Hinzu kommt: Je mehr wir beim Schreiben kognitive Prozesse an KIs delegieren, desto größer wird das Risiko, dass die intrinsische Motivation leidet. So kann die wichtige Identifikation mit der eigenen Arbeit verlorengehen. Denn: Wenn wir ein Wort innerlich denken und selbst tippen, hat es für uns einen höheren Wert als ein Wort, das die KI erzeugt. Es sei denn, der Schreibprozess wird als Qual erlebt, wie es bei manchen Menschen der Fall ist. Doch es kann auch eine seelische Lernaufgabe sein, Frustration auszuhalten und sich zum Schreiben durchzuringen.

Kaum ein Schreibprozess verläuft lineaer

Wichtig: Kaum ein Schreibprozess verläuft linear! Sätze werden revidiert und durch neue Formulierungen ersetzt. Einzelne Tätigkeiten überlappen sich, alle Prozesse lassen sich beliebig wiederholen, frühere Aktivitäten vermischen sich mit späteren, jede neu gewählte Formulierung gibt den Anstoß für weitere Formulierungen – und alle diese Prozesse können gleichzeitig erfolgen!

Eine großartige Leistung voller Faszination, die bereits bei Alltagstexten zu spüren ist – und in wenigen Fällen mit dem Literatur-Nobelpreis geehrt wird. Vielfältig sind dazu die Fähigkeiten: Kreatives Denken, Offenheit für Inspirationen, Zähigkeit und Durchhaltekraft, Konzentration, kritisches Hinterfragen, Empathie … wahrscheinlich lässt sich diese Liste noch weiter fortsetzen.

Leider könnte es bald eine rote Liste bedrohter Kompetenzen sein! Der Grund: Wir gewöhnen uns daran, die Dienste von ChatGPT jederzeit in Anspruch zu nehmen. Da eine Zusammenfassung, dort eine Headline … ab und zu ein kurzer PR-Text, dann wieder eine komplette Gliederung, natürlich „nur“ als Inspiration. So nistet sich die KI im Arbeitsalltag ein – mit erst kaum spürbaren Konsequenzen, die aber später gewaltig sein könnten.

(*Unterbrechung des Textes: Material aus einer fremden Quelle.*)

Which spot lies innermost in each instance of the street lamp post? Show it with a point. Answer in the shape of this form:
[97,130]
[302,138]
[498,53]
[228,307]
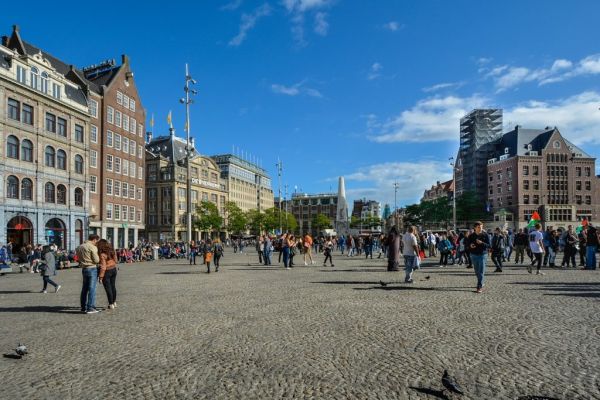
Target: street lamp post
[279,166]
[453,193]
[188,148]
[396,187]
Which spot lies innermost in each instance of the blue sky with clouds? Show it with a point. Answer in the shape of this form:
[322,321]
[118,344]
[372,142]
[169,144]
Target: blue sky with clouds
[372,90]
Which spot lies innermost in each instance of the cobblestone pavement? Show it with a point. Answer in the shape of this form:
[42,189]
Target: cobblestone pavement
[255,332]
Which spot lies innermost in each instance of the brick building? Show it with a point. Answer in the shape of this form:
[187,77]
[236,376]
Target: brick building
[539,170]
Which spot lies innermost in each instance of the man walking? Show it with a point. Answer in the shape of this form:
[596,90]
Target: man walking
[591,246]
[410,252]
[88,258]
[536,244]
[479,242]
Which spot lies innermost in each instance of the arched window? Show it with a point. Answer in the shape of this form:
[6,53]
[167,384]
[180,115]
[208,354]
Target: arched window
[12,147]
[27,150]
[61,159]
[26,189]
[78,197]
[50,157]
[33,77]
[49,192]
[61,194]
[44,82]
[12,187]
[79,164]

Fazit: Jeder Knopfdruck-Text der Künstlichen Intelligenz verhindert, dass Menschen über ihre Worte tiefer nachdenken. Ein Angriff auf das Bewusstsein, weil der Mensch geistige Räume zum Üben verliert – genauso wie ein Sportler, der sein Training vernachlässigt. Schreiben ist ein geistiger Prozess, der viel zu wertvoll ist, um ihn an einen Computer zu delegieren. Denn: Was das Navi mit unserer Fähigkeit des Kartenlesens angerichtet hat, ist ein Klacks gegenüber den tiefen Furchen, die ChatGPT durch unser Bewusstsein pflügen könnte.